Scienza

A Roma primo centro europeo con tecnica “Exit” per bebè a rischio

La tecnica consiste nell’intubare il neonato quando è ancora all’inizio del parto, in modo da garantire sempre la sua corretta ossigenazione. A presentare l'inizitiva oggi a Roma il policlinico Gemelli e l’ospedale Bambino Gesù, che hanno realizzato il centro dove sono già stati effettuati con successo due interventi

Nascerà a Roma il primo centro d’Europa specializzato nella tecnica “Exit”, che consiste nell’intubare il neonato quando è ancora all’inizio del parto, in modo da garantire sempre la sua corretta ossigenazione. A presentarlo oggi a Roma il policlinico Gemelli e l’ospedale Bambino Gesù, che hanno realizzato il centro dove sono già stati effettuati con successo due interventi. La metodica, che coinvolge fino a 15 operatori, consiste nell’estrazione parziale del neonato durante il taglio cesareo senza che avvenga il distacco della placenta, che continua a ossigenarlo. Il feto viene quindi intubato, e solo dopo che si è assicurata la funzione delle vie aeree il parto viene completato.
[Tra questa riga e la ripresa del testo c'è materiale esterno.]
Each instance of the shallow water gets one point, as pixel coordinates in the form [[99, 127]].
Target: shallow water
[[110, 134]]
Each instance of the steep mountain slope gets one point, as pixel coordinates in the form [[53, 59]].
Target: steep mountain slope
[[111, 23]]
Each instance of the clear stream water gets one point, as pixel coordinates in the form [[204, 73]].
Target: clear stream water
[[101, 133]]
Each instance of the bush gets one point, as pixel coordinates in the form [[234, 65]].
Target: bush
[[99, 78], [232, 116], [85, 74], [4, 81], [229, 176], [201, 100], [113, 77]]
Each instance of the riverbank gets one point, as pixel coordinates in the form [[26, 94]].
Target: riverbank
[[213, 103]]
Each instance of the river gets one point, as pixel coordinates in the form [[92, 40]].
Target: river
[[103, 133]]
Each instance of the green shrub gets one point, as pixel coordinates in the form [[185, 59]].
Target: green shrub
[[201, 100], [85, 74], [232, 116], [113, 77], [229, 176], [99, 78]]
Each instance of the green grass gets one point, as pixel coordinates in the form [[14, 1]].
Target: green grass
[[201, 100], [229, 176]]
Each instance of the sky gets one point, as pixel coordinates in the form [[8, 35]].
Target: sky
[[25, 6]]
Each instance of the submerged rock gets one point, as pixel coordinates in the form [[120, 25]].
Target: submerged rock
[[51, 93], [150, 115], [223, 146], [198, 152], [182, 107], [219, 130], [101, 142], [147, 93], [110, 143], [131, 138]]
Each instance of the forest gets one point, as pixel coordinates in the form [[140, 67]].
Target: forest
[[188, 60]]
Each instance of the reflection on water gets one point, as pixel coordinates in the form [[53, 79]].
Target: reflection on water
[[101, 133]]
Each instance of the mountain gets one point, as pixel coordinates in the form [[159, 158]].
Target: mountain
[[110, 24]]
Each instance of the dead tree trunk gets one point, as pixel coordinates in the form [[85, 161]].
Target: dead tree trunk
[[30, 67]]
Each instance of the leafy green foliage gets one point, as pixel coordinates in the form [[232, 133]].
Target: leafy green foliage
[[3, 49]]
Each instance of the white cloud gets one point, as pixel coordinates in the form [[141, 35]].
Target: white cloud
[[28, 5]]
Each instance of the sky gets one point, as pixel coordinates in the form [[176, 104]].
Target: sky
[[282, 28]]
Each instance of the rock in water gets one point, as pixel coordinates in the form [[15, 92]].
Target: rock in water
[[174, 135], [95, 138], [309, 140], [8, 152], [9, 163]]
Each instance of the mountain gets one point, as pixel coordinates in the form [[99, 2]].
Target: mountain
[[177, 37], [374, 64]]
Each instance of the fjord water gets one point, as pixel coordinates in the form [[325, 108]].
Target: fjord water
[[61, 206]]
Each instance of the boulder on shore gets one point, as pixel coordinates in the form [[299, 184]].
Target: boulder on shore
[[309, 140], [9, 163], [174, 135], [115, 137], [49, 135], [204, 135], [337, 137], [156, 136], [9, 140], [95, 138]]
Questo permette di operare in sicurezza nei casi, soprattutto malformazioni delle vie aeree, in cui alla nascita il bambino non respira da solo, e ha bisogno di procedure d’urgenza che in questo caso vengono invece evitate: “Questa è la prova che si può fare innovazione anche senza gravare sui costi – ha sottolineato Maurizio Guizzardi, direttore del Gemelli – questa alleanza con il Gemelli è una buona notizia per Roma e per l’Italia”. I problemi fetali che possono essere aiutati dalla tecnica hanno un’incidenza di qualche decina l’anno nel nostro paese, ma quello del centro è solo il primo passo: “L’importante è essere i primi ad arrivare su questa frontiera – sottolinea Giuseppe Profiti, presidente del Bambino Gesù – questo ci consente di essere pronti per il futuro, che sarà fatto di interventi direttamente in utero”.

Exit è una tecnica che nasce negli Stati Uniti a fine anni ’90, accessibile negli Usa per le mamme e i papà preoccupati per l’individuazione di possibili patologie del bimbo da trattare chirurgicamente in utero. Pochissimi i casi, invece, in cui il metodo Exit trova spazio in Europa. Almeno fino ad oggi, anche se gli esperti stimano che questo approccio al feto che diventa neonato, permetta una riduzione della mortalità dal 56-60% all’ 8-10%. “Credo che il valore più profondo della procedura Exit applicata a questi casi di gravi patologie malformative congenite – sottolinea Leonardo Caforio, Dirigente medico Patologia ostetrica e ginecologica del Policlinico Gemelli e Responsabile ambulatorio di Fisiopatologia fetale del Bambino Gesu’ – risiede proprio nel fatto che è in grado di offrire una scelta e una concreta speranza a tante coppie di futuri genitori proiettati bruscamente in una dimensione di angoscia e di disperazione, in una fase della vita, la gravidanza, che dovrebbe essere solo motivo di felicità e serene aspettative”.